19 Jul, 2009, JohnnyStarr wrote in the 1st comment:
Votes: 0
In Rom 2.4, and i'm pretty sure other Dikurivatives, it uses calloc to allocate space for the db.
Now, i'm not sure that this is at all important, but i know that calloc allocates memory initialized to all bits 0.

Like i said, probably not too important for me at this point, but if someone knows why they used calloc instead of malloc
it might help broaden my understanding of the codebase. :smile:

thanks.
19 Jul, 2009, Tyche wrote in the 2nd comment:
Votes: 0
staryavsky said:
In Rom 2.4, and i'm pretty sure other Dikurivatives, it uses calloc to allocate space for the db.
Now, i'm not sure that this is at all important, but i know that calloc allocates memory initialized to all bits 0.
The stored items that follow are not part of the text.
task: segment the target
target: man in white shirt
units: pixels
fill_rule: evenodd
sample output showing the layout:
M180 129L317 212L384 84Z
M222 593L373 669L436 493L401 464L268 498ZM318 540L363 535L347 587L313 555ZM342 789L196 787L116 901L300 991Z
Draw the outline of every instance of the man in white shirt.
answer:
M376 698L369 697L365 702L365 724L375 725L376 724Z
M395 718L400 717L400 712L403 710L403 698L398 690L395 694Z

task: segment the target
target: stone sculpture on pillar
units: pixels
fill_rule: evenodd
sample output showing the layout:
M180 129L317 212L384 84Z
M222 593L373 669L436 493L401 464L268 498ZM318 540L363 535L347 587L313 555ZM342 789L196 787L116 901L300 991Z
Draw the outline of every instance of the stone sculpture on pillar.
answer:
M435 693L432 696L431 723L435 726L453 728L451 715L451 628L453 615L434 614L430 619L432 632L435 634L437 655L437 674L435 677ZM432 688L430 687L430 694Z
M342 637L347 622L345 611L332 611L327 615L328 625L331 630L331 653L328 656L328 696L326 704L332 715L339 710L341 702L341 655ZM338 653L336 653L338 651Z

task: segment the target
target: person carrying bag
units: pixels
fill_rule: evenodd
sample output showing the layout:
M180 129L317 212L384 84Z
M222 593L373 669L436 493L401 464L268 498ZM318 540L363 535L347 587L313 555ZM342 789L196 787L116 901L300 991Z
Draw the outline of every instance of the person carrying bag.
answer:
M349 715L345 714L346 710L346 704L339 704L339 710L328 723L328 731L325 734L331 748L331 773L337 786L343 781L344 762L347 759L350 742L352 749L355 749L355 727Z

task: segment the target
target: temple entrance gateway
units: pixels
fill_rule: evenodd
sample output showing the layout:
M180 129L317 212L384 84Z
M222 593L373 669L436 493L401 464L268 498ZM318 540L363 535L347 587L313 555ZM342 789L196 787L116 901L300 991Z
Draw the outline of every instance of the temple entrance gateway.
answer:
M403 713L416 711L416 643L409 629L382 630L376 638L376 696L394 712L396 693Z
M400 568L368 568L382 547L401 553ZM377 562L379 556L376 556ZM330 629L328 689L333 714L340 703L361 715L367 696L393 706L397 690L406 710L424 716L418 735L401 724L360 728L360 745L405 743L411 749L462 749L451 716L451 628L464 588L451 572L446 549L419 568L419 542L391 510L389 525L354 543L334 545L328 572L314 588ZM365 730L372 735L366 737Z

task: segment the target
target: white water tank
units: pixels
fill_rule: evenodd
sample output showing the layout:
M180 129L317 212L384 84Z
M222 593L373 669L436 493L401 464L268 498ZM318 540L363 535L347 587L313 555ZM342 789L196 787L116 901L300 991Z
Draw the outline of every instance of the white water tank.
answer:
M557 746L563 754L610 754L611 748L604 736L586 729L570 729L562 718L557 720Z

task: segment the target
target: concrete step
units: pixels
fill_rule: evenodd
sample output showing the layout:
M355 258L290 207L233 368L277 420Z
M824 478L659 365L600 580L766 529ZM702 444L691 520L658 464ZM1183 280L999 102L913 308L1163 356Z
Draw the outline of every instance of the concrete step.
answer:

Like i said, probably not too important for me at this point, but if someone knows why they used calloc instead of malloc
it might help broaden my understanding of the codebase. :smile:

thanks.


Initializing is probably one reason, but the following might broaden your understanding more:
http://sourcery.dyndns.org/wiki.cgi?RomM...
19 Jul, 2009, Davion wrote in the 3rd comment:
Votes: 0
The entire reason to use calloc instead of malloc is so that it's initialized as zero. I'd say it was for syntax reasons (eg. calloc(2, sizeof(stuff) ) vs, malloc( 2 * sizeof(stuff) ) ) but really, there's very little difference.
20 Jul, 2009, David Haley wrote in the 4th comment:
Votes: 0
Sometimes you want things set to zero, so using calloc is an efficient way of doing that; other times you don't care as you will initialize it yourself, so you just use malloc.